# Week 6 (Part 1): Dictionary Methods for WSD

We have seen that many words have many different senses.  In order to make the correct decision about the meaning of a sentence or a document, an application often needs to be able to **disambiguate** individual words, that is, choose the correct sense given the context.

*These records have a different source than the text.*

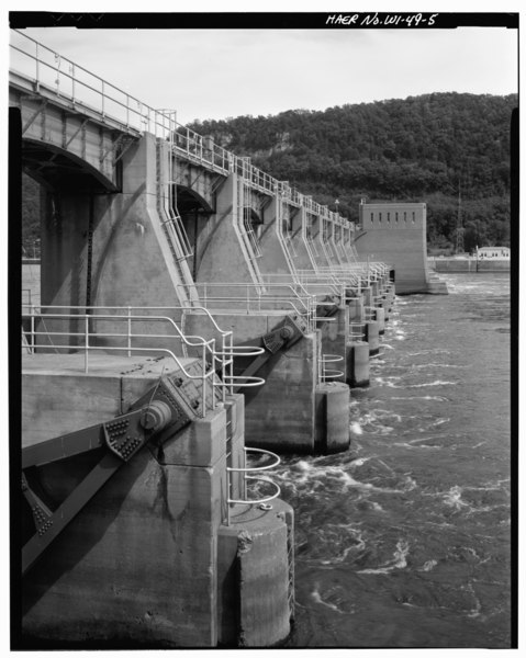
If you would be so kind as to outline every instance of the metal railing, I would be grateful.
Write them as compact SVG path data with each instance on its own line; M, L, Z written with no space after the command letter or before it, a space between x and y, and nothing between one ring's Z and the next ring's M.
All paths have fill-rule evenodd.
M366 340L365 322L349 322L349 341L361 342Z
M333 379L344 378L344 371L327 367L327 364L339 363L344 361L340 354L322 354L320 358L318 383L332 382Z
M268 450L262 450L259 447L244 447L244 451L245 451L245 466L240 466L240 467L227 466L226 467L226 474L227 474L227 483L226 483L226 486L227 486L227 524L228 525L231 522L231 507L233 504L249 504L249 506L256 504L259 508L261 508L262 510L267 511L267 510L272 509L271 506L269 506L268 503L271 500L275 500L276 498L278 498L278 496L281 494L281 489L280 489L279 485L277 485L273 480L253 476L253 475L247 475L248 473L261 473L262 470L269 470L270 468L276 468L276 466L278 466L281 462L279 456ZM257 453L257 454L268 455L273 458L273 462L270 464L267 464L265 466L249 467L249 466L246 466L247 453ZM240 487L243 498L237 498L237 499L232 498L232 488L233 488L233 483L232 483L232 477L231 477L232 473L243 473L243 484ZM264 483L270 485L275 491L270 496L265 496L264 498L248 499L247 491L246 491L246 485L249 481L264 481Z
M294 283L195 283L199 303L213 315L256 314L271 311L301 316L309 331L315 327L316 298ZM187 288L187 284L177 284ZM191 307L188 307L191 310Z
M165 315L159 315L158 311ZM83 353L85 372L89 372L90 354L99 352L117 352L131 358L133 354L157 354L169 356L178 370L188 378L201 382L201 413L216 406L215 392L219 389L221 401L232 395L234 386L261 386L265 379L253 376L236 376L233 373L234 356L253 356L264 353L262 348L233 345L232 331L223 331L203 307L194 307L193 311L202 313L212 322L220 334L216 339L205 340L201 336L184 334L171 315L187 313L183 307L66 307L23 305L22 321L30 326L23 331L22 347L24 351L53 350L56 354ZM66 322L66 327L63 324ZM101 325L105 324L107 330ZM154 324L163 325L164 333L152 331ZM48 327L47 325L53 325ZM58 325L58 327L57 327ZM136 325L146 326L147 330L135 329ZM109 326L109 328L108 328ZM123 327L123 329L120 329ZM141 344L134 344L136 342ZM159 341L168 341L168 347L154 347ZM121 343L121 344L114 344ZM197 353L201 373L192 373L181 361L176 350L188 354L188 350ZM187 356L188 358L188 356ZM220 377L217 372L222 373ZM208 405L208 399L210 404Z
M323 217L343 219L337 213L332 213L288 183L247 163L247 158L238 157L216 145L211 137L203 137L178 122L172 125L166 111L148 106L23 32L11 30L10 33L10 70L13 75L29 79L36 92L45 90L61 101L97 113L107 122L117 124L123 132L136 136L144 132L153 133L156 137L170 141L174 154L216 173L238 173L250 188L264 194L273 196L281 185L291 204L306 204L311 212Z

In this lab we will be looking at methods for word sense disambiguation (WSD) that make use of dictionaries or other lexical resources (also referred to as **knowledge-based methods** for WSD).  In particular, we will look at
* simplified Lesk
* adapted Lesk
* minimising distance in a semantic hierarchy

As in the previous lab, we will be using WordNet as our lexical resource.  So, first, lets import it.

In [1]:
from google.colab import drive
drive.mount('/content/drive')
import nltk
nltk.download('wordnet')
nltk.download('wordnet_ic')
nltk.download('punkt')
nltk.download('stopwords')

from nltk.corpus import wordnet as wn
from nltk.corpus import wordnet_ic as wn_ic
from nltk.stem.wordnet import WordNetLemmatizer
import sys
import operator

#make sure that the path to your utils.py file is correct for your computer
sys.path.append('/content/drive/My Drive/NLE Notebooks/Week4LabsSolutions/')
from utils import *
from sussex_nltk.corpus_readers import AmazonReviewCorpusReader


Mounted at /content/drive
[nltk_data] Downloading package wordnet to /root/nltk_data...
[nltk_data]   Unzipping corpora/wordnet.zip.
[nltk_data] Downloading package wordnet_ic to /root/nltk_data...
[nltk_data]   Unzipping corpora/wordnet_ic.zip.
[nltk_data] Downloading package punkt to /root/nltk_data...
[nltk_data]   Unzipping tokenizers/punkt.zip.
[nltk_data] Downloading package stopwords to /root/nltk_data...
[nltk_data]   Unzipping corpora/stopwords.zip.
Sussex NLTK root directory is /content/drive/My Drive/NLE Notebooks/resources


## Simplified Lesk

The Lesk algorithm is based on the intuition that the correct combination of senses in a sentence will share more common words in their definitions.

It is computationally very expensive to compare all possible sense combinations of words in a sentence.  If each word has just 2 senses, then there are $2^n$ possible sense combinations.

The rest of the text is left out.